Yine kendimi bilmez bi şekilde, kalabalık arkadaş grubuyla birlikte asmalıda bi mekanda kendimi dağıtıyorum. İnanılmaz birşey ama hayatımda tüm şımarıklıklarımı çeken, benim kadar manyak ve bencil bi insana gıkını çıkarmadan katlanan çok peygamber vari insanlar var. İyiki de varlar... Ama tabi bu durum her zaman böyle değildi. Örneğin erkenlik yıllarımda (let the game begin :)) çok yalnızdım ben. Bi kere zaten dış görünüş açısından buna resmen zorlamış olabilirim insanları. Sürekli simsiyah kıyafetler, kabarık dalgalı saçlarımı kendim kesmeler, aynı makasla vücudumun değişik yerlerinde iz bırakmalar, küfür, umursamazlık, dağınıklık, dış dünyadan tam anlamıyla kopuk bi okul hayatı... Arkadaşlarımın çoğu okul dışından insanlardı kafam neyi isterse, canım ne çekerse onun peşine giderdim. Hiç tanımadığım insanların evinde yatıp kalkmaya 13 yaşımda falan başlamış olduğumu düşünüyorum. 15 yaşımda uyuşturucu bağımlısı/baterist sevgilim vardı. Çok rohçuydum ya kot pantolonuma zincir bile takardım (hell yeahhh!!) 

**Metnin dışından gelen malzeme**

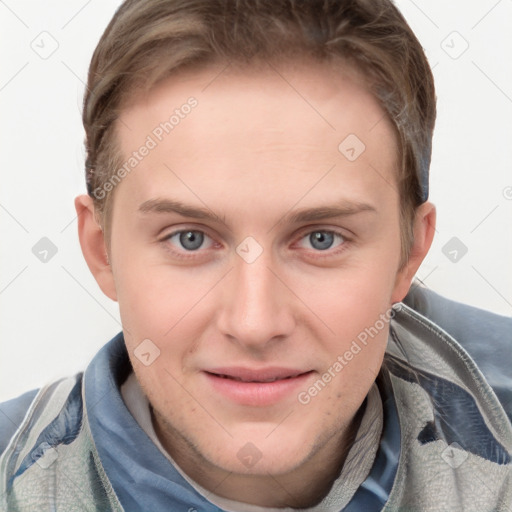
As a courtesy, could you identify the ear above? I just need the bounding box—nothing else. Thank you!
[391,202,436,304]
[75,195,117,300]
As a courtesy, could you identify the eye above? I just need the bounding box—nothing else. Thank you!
[300,230,345,251]
[166,230,213,251]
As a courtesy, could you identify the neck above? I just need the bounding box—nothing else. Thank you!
[151,406,364,508]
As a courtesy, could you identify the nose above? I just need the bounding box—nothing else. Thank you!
[218,252,295,350]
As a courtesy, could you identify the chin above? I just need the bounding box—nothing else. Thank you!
[203,426,314,476]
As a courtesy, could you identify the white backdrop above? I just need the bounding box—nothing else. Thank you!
[0,0,512,401]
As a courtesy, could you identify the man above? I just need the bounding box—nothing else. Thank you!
[0,0,512,511]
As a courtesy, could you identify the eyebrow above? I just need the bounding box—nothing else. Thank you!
[139,199,377,225]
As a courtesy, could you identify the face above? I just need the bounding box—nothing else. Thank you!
[101,61,416,484]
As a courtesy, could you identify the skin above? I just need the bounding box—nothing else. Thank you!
[76,63,435,507]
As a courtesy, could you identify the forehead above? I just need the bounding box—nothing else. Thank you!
[116,62,397,218]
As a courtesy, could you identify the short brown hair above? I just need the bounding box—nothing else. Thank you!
[83,0,436,263]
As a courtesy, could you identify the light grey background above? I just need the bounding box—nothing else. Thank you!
[0,0,512,400]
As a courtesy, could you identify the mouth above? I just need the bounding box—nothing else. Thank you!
[203,368,314,407]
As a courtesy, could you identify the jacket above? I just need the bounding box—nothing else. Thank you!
[0,287,512,512]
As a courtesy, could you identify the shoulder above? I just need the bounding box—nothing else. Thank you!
[0,389,38,454]
[404,284,512,418]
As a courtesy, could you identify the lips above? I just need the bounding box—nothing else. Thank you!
[203,367,314,407]
[207,367,309,382]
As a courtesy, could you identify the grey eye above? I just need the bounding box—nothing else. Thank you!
[309,231,334,251]
[177,231,204,251]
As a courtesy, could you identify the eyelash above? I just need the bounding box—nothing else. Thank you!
[160,228,351,259]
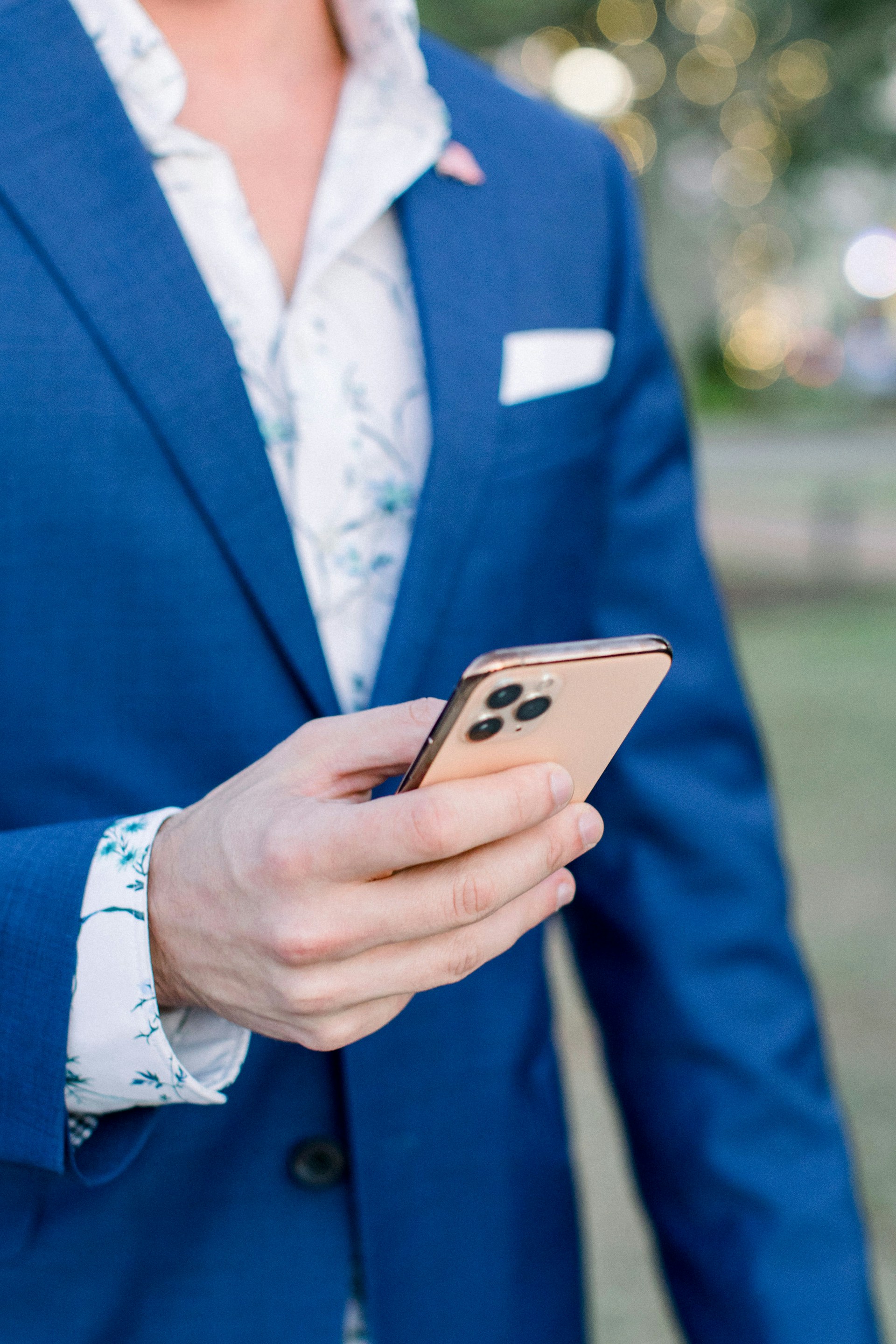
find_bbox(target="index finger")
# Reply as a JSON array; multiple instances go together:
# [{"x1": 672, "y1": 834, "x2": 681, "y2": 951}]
[{"x1": 306, "y1": 765, "x2": 572, "y2": 882}]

Okulumuzun popüler her daim buram buram parfüm kokan, saçları her allahın günü düzgün, bol makyajlı, etekleri kısacık kızlarının benden korkmakta haklı olduklarını düşünüyorum. Popüler oğlanlarda dalga geçerlerdi benimle.. Vücudumdan tutun, kıyafetlerime, saçımdan, kendimi bi türlü açıklamaya kasmadığım için ağzımdan çıkan her cümleyle alay ederlerdi. Spor salonunun arka tarafında öpüştüğüm her herif okul servislerinde millete benimle yattıklarını ilan ederlerdi. Oysaki küçük kemikli vücuduma aykırıcasına hareket etmiş ve çok erken yaşta kocaman olmuş göğüslerimden ve yine orantısız büyük olduğunu düşündüğüm kalçamdan dolayı vücudumdan nefret ettiğim yıllardan söz ediyoruz... Bi erkeğin karşısında soyunabilme cesaretini reşit olduktan çok sonra gösterebildim ve o zaman zayıf ama kıvrımlı olmanın çok güzel bişey olduğunu kavradım. Artık vücuduma tapacak kadar özgüven sahibiyim. Gariptir ki bu kadar acımasız bi ergenlikten sonra hala inanılmaz bi özgüven sahibiyim. Bi yerlere girdiğimde benden nefret edeceğiniz kadar aşırı hareketlerimle ilgi çekmeyi umursamayacak kadar.....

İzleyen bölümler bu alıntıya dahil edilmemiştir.